All rockets launched in the US have to have one, though :-)


Nit: flight termination system does not cause the rocket to magically vanish. It will still continue on its current trajectory and impact Earth somewhere. It just causes the rocket to stop thrusting and, IIRC, disperses the fuel/oxidizer so that we don't end up with large quantities of fuel/oxidizer in a small area on ground.


Indeed, all it does is break up the rocket. Depending on when it happens during the launch we might still end up with a fireball near the ground (unlikely to be near anything inhabited, though, as there's a lot of free space around launch sites) or with a quickly disintegrating rocket because it's already at high speeds.

There will still be debris, of course, but I guess the reasoning is that it's preferable to have relatively small debris, than one large piece of exploding debris.


Size of debris is not that important: lots of small pieces will cause a similar amount of damage as the same mass in a large piece.

Two important roles of flight termination are: 1. Cause the rocket to stop thrusting (and thus prevent it from thrusting out of range safety exclusion zone). 2. Cause the propellant tanks to be destroyed. This prevents the propellants from causing a large explosion on the ground (when the tanks hit the ground) in preference to a conflagration in the air.


How often is the self-destruct mechanism tested?


Very often. Air Force range safety guidelines require a million dollar flight termination system and most of that cost is testing and quality control. I don't have an authoritative list of all flight terminations but it happens at least once every few years whenever a rocket fails to follow the set flight path.


I also have to suspect things like isolated, dedicated and redundant comm links with the flight termination system are part of these guidelines.

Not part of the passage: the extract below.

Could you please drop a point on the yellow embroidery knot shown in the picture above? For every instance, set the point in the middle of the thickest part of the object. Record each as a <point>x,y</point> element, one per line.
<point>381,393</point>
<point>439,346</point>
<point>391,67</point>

Perhaps even a "dead man's switch" that terminates the flight if this separate communication system loses signal at some point. (Even if this means a costly false positive or two~)


For the Space Shuttle, the flight termination system had two huge 10KW transmitters to send the signal. That would get through despite damaged receiving antennas, noise, or jamming.


10kW? That sounds like a lot of energy to dump into air. Certainly unhealthy for operators or people near the tx site.


Less than the typical TV or FM broadcast tower, and remember there's a lot of empty space around the launch sites. Even ham radio operators in the US can run at 1.5kW peak.


You can get up to 30 kW (pulsed) on a MRI all directed at your body.


As an example, the strut failure in the falcon 9 a while back didn't explode from the failure, that was the flight termination system that actually caused the fireball when things started going south.


Imagine how stressful that job would be when astronauts are the payload!


There were no self-destruct systems on the shuttle orbiter, though there were on the solid rocket boosters and external fuel tank. They were used only once, on the Space Shuttle Challenger after the orbiter broke up, but the SRB's were still burning in an uncontrolled manner.


Yeah SRB's don't really have an off switch unfortunately.


Don't worry, unlike the space shuttle, rockets have escape mechanisms. In that specific case, the astronauts would probably have survived as the emergency rocket thingies would have fired and evacuated them far from the explosion before it could reach the capsule.


How are these triggered? Motion-sensors?